The recovery process paralleled very closely the way an adaptive neural network learns. I’d expected that, though that expectation was based only on my knowledge of ANNs, with at best an amateur’s knowledge of clinical neurology, backed up with frequent Web searches for information. One place where the PPT framework came in — in particular the maps between L1 and L2 — was in providing (what I took to be) a plausible explanation of why occasions when key cognitive abilities were regained were accompanied by significant PTSD-like episodes; something I had never expected. But the PPT provides an explanation, which at the very least worked for me! In brief, once a type has been abstracted into L2, it surely never goes away, and under appropriate circumstances, given the right trigger, can influence activity in L1. So, given how creativity looks through the PPT lens, those episodes are, in fact, to be half-expected.

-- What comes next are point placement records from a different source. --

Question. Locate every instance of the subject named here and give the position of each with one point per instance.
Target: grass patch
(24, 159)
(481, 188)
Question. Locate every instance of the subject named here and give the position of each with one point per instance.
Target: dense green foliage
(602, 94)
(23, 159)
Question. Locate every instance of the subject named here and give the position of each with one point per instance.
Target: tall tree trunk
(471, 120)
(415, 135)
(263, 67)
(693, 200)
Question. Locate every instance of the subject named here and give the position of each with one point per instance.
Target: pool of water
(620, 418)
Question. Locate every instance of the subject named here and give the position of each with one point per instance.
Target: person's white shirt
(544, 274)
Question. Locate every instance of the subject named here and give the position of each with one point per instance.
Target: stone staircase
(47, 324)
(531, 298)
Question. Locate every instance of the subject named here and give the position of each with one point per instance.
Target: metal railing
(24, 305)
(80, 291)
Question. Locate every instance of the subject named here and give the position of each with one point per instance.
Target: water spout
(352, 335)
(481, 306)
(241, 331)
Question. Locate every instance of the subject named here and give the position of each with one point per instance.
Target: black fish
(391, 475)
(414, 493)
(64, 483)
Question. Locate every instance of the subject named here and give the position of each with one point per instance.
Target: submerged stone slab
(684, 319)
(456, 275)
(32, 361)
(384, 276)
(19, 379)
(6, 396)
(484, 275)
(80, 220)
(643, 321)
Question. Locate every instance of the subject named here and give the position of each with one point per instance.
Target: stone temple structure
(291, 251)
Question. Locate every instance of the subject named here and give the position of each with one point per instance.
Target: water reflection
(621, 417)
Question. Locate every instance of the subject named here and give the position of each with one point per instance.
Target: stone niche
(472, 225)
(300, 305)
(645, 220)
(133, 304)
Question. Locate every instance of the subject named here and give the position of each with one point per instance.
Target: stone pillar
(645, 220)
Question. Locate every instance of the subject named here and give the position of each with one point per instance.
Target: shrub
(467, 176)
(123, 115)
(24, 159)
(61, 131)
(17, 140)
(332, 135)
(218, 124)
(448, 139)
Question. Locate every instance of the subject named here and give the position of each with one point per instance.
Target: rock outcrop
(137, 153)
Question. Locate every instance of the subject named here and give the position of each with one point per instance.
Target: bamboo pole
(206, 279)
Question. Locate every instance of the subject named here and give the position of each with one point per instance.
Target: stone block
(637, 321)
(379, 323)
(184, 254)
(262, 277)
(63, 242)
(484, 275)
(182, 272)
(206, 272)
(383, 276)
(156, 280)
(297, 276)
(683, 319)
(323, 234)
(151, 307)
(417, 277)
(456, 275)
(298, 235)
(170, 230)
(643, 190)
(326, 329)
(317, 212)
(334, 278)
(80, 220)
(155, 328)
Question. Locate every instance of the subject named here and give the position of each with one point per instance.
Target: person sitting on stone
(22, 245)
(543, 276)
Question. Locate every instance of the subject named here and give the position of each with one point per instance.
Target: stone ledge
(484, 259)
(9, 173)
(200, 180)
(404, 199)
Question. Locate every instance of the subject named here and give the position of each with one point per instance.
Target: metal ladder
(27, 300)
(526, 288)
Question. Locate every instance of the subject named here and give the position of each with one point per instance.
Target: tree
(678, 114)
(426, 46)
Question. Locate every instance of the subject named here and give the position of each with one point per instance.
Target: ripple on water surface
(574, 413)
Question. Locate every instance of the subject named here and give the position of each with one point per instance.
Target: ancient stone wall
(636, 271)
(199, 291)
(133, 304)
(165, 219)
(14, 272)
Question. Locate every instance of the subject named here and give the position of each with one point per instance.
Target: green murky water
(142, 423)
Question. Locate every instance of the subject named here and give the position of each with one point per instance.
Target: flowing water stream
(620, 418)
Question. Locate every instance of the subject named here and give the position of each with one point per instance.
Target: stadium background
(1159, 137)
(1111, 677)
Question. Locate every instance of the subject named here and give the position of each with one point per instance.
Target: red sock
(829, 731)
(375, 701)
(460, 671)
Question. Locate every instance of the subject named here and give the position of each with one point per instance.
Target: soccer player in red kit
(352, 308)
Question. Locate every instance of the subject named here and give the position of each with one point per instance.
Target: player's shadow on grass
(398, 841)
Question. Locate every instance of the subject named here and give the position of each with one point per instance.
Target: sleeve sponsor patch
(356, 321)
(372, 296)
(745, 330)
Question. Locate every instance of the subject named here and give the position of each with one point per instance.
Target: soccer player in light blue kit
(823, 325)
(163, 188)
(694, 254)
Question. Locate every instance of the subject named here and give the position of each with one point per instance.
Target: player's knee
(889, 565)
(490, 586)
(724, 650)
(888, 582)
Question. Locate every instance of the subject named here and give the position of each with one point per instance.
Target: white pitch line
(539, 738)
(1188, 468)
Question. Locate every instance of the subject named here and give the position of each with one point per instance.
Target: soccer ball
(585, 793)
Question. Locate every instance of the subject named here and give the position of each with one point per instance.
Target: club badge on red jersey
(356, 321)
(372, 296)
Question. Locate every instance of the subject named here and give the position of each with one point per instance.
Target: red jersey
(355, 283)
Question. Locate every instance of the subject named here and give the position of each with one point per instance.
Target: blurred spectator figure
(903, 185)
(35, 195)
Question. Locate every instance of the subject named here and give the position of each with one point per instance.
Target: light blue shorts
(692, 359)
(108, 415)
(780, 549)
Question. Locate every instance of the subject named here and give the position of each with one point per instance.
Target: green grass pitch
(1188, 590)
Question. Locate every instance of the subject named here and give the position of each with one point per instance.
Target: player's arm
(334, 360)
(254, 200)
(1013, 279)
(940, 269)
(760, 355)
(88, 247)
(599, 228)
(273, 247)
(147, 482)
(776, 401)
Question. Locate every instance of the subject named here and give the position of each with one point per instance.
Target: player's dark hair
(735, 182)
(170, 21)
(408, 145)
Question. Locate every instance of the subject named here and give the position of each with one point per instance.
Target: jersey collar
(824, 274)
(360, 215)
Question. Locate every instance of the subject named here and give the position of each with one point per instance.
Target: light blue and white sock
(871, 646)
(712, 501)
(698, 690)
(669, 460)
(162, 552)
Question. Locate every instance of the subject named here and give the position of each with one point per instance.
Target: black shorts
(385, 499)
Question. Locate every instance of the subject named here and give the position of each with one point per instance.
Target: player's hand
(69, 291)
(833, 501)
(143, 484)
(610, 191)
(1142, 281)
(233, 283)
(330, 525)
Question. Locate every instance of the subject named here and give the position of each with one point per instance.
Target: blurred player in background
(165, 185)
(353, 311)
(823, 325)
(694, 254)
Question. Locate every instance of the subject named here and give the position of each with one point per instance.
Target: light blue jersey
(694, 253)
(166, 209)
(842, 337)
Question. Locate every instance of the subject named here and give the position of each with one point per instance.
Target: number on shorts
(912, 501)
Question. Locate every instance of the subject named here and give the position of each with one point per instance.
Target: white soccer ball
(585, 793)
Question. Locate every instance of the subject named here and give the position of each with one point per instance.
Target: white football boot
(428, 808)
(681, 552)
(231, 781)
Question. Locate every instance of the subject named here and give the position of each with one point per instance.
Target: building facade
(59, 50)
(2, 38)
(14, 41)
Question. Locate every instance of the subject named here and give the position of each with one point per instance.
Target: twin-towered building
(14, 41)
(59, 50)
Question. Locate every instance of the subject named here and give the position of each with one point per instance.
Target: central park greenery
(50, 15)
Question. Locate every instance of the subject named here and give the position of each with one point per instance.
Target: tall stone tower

[Incidentally, creativity came back in clearly identifiable stages over many months, per the individual’s self-reports and my analysis as a caregiver. I had not expected that either, though it may be well known in clinical psychiatry, and on a theoretical level would surely not surprise anyone steeped in machine learning. I should note that I am using the term “creative” to mean “non-algorithmic cognitive activity.” The individual I was helping is in fact a creative artist (how that came back in stages is a fascinating story of its own), but a seemingly simple task like sorting items to throw away, sell, or store, and how and where to store them if they are to be kept, was one of the last creative activities they were able to do again. Since sorting generally requires creating new categories (types) on-the-fly, I assume it requires fully-functioning L1 —> L2 and L2 —> L1 systems, and they take a long time to re-build.]

I didn’t approach this activity as a scholar, by the way. I was just helping someone I knew. But after many years immersed in that PPT research, I automatically viewed things through that lens, as I struggled to make sense of what to me was a very unfamiliar human situation. (I’d actually forgotten about the specific PTSD application in the paper I had co-authored, coming across it again only after that two-year cognitive recovery episode was over, as I searched my files in preparation for an upcoming talk on the PPT framework. Life can be surprising at times.)